¿Quién no quisiera tener un dispositivo que lo guiara por la vida? Qué le indique: ¿cuál es la farmacia más cercana, dónde se encuentra la parada de colectivos o cuál es la ruta más cercana y segura para llegar a tal sitio?
De verdad que seria una gran ayuda, hasta por momentos podría salvarnos del peligro. ¿Pero por que pensamos así? Acaso no confiamos en nuestro instinto y habilidades, acaso no tenemos pares a los cuales preguntarles o simplemente lanzarnos a la aventura y ver que pasa?
En una sociedad donde prima el logro individual, la desconfianza, la inseguridad y el miedo a “los otros” no es raro que estos dispositivos se presenten como los grandes salvadores.

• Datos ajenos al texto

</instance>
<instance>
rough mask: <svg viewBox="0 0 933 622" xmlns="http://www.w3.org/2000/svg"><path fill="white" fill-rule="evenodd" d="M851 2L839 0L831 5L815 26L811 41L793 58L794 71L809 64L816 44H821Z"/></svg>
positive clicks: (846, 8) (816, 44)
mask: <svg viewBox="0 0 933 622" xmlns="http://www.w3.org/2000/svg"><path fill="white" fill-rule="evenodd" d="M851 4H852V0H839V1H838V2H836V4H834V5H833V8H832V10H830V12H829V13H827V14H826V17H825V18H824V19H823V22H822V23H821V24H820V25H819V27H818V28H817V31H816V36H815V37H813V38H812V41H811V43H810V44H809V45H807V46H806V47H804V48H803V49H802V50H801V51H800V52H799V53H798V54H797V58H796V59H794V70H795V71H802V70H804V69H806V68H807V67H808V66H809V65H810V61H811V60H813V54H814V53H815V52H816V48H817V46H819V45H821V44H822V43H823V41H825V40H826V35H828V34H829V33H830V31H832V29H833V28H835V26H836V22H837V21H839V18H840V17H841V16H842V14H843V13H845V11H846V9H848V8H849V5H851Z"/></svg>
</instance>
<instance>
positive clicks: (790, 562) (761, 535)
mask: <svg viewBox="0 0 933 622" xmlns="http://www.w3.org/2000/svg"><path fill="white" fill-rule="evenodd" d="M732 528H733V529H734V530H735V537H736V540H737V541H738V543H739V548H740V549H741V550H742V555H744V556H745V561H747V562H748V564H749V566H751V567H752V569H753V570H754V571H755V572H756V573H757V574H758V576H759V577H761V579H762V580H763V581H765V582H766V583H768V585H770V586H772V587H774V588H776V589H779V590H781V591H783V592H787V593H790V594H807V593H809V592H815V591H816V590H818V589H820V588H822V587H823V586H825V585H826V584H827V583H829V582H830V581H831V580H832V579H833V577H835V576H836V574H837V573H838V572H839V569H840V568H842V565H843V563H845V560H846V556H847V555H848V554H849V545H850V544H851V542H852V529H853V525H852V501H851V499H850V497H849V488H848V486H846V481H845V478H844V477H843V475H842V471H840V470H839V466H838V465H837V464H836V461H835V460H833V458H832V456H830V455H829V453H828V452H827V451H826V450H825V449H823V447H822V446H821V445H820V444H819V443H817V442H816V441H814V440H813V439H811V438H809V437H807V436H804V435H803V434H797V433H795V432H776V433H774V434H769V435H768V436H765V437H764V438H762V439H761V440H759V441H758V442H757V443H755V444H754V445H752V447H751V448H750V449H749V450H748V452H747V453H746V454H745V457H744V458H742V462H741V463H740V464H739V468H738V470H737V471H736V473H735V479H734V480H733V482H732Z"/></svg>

No estoy en contra de los avances tecnológicos, es más, la mayoría de ellos no fueron comprendidos en su momento, y solo con el paso del tiempo fueron dimensionados. Quizás este paso del tiempo permita ver los avances y las consecuencias que dichos inventos producen en la vida cotidiana de sus usuarios. A tal punto llegan a modificarnos que no podemos creer como vivíamos la vida sin ellos.
Qué alguien (o muchos) sepan donde me encuentro en este momento suena a Gran Hermano, suena a control y por momentos a seguridad (o inseguridad). Es seguir mostrando mi vida privada al mundo, quizás no le interese a nadie, y por momentos eso sería una tranquilidad, o quizás si.
Cada avance tecnológico abre un abanico de posibilidades, y quizás lo que se cuestiona no es tanto el “avance” sino el uso que se le da al mismo. No tiene que ver con el objeto y su función sino con su uso (y abuso).